- Official name: Presa Hatillo
- Country: Dominican Republic
- Location: Cotuí, Sánchez Ramírez Province
- Coordinates: 19°02′00.91″N 70°12′01.49″W﻿ / ﻿19.0335861°N 70.2004139°W
- Purpose: Power, irrigation, flood control
- Status: Operational
- Construction began: 1977
- Opening date: 1984; 42 years ago
- Owner: Dominican Hydroelectric Generation Company

Dam and spillways
- Type of dam: Embankment, earth and rock-fill
- Impounds: Yuna River
- Height: 60 m (200 ft)
- Length: 1,800 m (5,900 ft)
- Dam volume: 11,500,000 m^{3} (15,000,000 cu yd)
- Spillway type: Controlled chute
- Spillway capacity: 650 m^{3}/s (23,000 cu ft/s)

Reservoir
- Total capacity: 710,000,000 m^{3} (580,000 acre⋅ft)
- Catchment area: 5,235 km^{2} (2,021 mi^{2})
- Surface area: 22 km^{2} (8.5 mi^{2})
- Maximum length: 15 m (49 ft)
- Normal elevation: 86.5 m (284 ft)

Hatillo Hydroelectric Station
- Commission date: 1984
- Turbines: 1 x 8 MW Francis-type
- Installed capacity: 8 MW

= Hatillo Dam =

The Hatillo Dam is an earth and rock-filled embankment dam on the Yuna River about 6 km southwest of Cotuí in Sánchez Ramírez Province of the Dominican Republic.
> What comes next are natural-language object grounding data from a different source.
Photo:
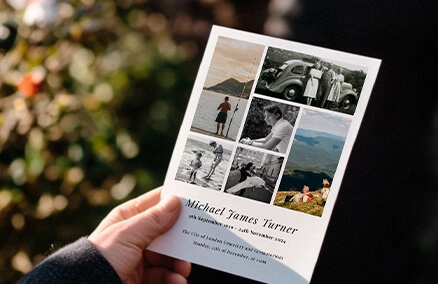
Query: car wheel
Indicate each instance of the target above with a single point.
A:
(348, 104)
(292, 93)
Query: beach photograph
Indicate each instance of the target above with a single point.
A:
(204, 162)
(227, 88)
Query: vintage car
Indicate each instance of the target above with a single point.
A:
(290, 78)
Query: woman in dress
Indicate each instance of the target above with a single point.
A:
(335, 91)
(313, 82)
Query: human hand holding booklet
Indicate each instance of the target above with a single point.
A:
(261, 153)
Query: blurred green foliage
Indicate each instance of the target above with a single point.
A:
(91, 101)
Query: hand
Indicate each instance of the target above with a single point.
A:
(124, 235)
(245, 141)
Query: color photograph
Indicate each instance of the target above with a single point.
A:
(312, 162)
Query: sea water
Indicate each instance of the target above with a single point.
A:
(206, 113)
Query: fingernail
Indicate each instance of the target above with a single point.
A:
(171, 203)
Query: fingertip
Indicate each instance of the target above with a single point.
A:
(171, 203)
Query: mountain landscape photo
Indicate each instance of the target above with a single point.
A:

With a storage capacity of 710000000 m3, the dam's reservoir is the largest in the country. The purpose of the dam is to produce hydroelectric power, provide water for irrigation and to control floods. The power station is located at the base of the dam and contains a single 8 MW Francis turbine-generator. Construction on the dam began in August 1977 and it was completed in 1984.